Re next week's vote on the SAVE Act, rewatch this scene from The Breakfast Club. It's funny because no one gets a fake ID so they can vote. And - no matter what some racist, demagogic Republican tells you - voting is not why immigrants come to America.
1. Here is the bill they are bringing to the floor next week. It requires that you must have proof of citizenship in order to vote. docs.house.gov/billsthisweek/…
2. This is the legislative equivalent of requiring that you prove you graduated from 4th grade before you can apply to graduate school - in the sense that it doesn't solve a real problem but would hurt folks who can't access those records.
3. Are there post-doc researchers somewhere who failed to pass 4th grade? Probably. But if you think that's more than 0.0001% of our graduate student population, then it's a bigger problem than the number of people pulling a Brian Johnson.

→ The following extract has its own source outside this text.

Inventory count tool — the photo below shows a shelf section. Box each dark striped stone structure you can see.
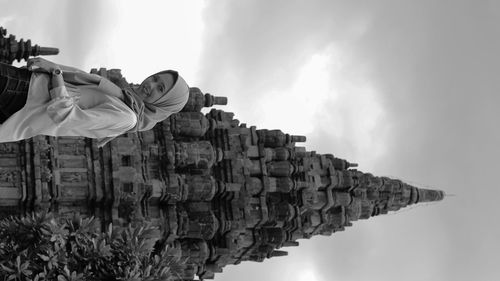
[0,27,444,280]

5. So if non-citizen voting isn't a problem, what's the point of this bill? Easy: to make it harder for people to vote who don't have easy access to their proof of citizenship.
6. That cohort is quite large and - non-coincidentally - tends not prioritize billionaire tax cuts, pedophile protection or the rest of the modern GOP's agenda, which poses a threat to the advocates of those causes who's access to power depends on winning elections.

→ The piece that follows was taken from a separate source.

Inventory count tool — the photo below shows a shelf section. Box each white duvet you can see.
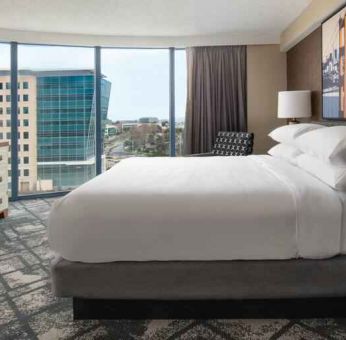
[49,156,346,262]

7. People who are unhoused / estranged from their family and can't track down their birth certificate. People who never had cause to travel outside the US and don't have / can't afford a passport. And perhaps most significantly...
8. ... the ~80% of married women who changed their last name and no longer have a birth certificate that matches their name on the voting rolls.
9. Some will argue that NOT ALL people who are young / homeless / never left the US / married women / etc will be disenfranchised by this bill, nor will all vote democratic. But that's like saying that not everyone who couldn't pay a poll tax in 1880s Alabama was Black.
10. You don't need to swing every vote to flip an election. You just need to swing enough. And a measure that disproportionately disenfranchises those who won't vote for you makes it easier for you to win.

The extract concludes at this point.